Romy Rondeltap, 33, she/her, Mother.
As the head of board and founder of Building The Baileo, she creates art; community care, activism, cultural events, to fight against colonial hangovers. The foundation educates about the shadow sides of Dutch Colonial History and tries to light and uplift the hidden stories, history and voices. She revitalizes the Indigenous Moluccan culture, which was influenced by the forces of Colonialism, and she tries to create a legacy for the youth but also connect with other people to learn about our decolonial identity and culture. On the Moluccas, a baileo is a shared space that is the physical and spiritual heart of the community and the location for all important events. Because it has no walls, ancestral spirits can come and go as they please.
Romy fights against the statue of JP Coen in Hoorn, who was the slaughterer of her ancestors on the Banda Islands. This Martin Luther King statue is dedicated to this cause. See also Coen Building.
Jan Pieterszoon Coen, 1587 - 1629, was director-general of the VOC and aimed to strengthen the VOC's position in the Far East. In 1671 he was appointed governor general. He was known for his conquest of Batavia (Jakarta). His greatest crime was the punitive expedition to the Banda Islands, part of the Moluccan Islands. In 1621 he had thousands of residents of the islands murdered after they delivered nutmeg to the English against agreements with the VOC. In 1893 he was honored with this statue on the central square of Hoorn, by Ferdinand Leenhoff. This statue has been controversial before it was even placed. Many protests have taken place for more than hundred years. In June 2020, Building the Baileo, Dekolonisatie Netwerk voormalig Nederlands Indië and WePromise organized a peaceful protest which still didn't result in removing the statue.

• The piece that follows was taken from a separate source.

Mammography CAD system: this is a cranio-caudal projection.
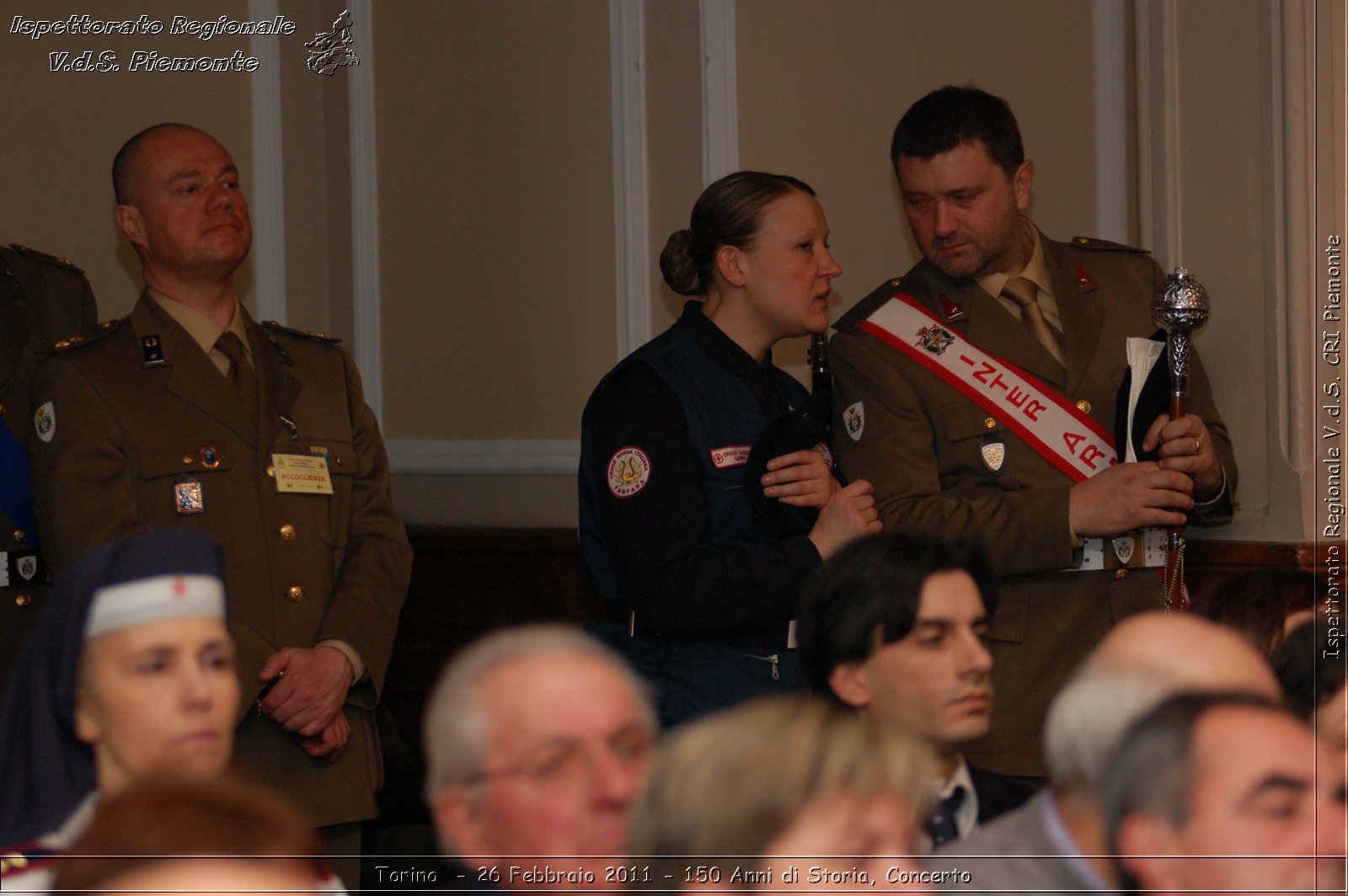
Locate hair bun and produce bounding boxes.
[661,229,705,295]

The fight against colonial glorification and racism will continue, thanks to the persistence of heroes like Romy Rondeltap.
In 2012 a plaque was added to the statue in response to complaints that Jan Pietersz Coen had been a very brute despot, and shouldn't be honored with a statue. The city council chose to add a description instead of removing the statue. The fight to move the statue to the Westfries Museum will continue.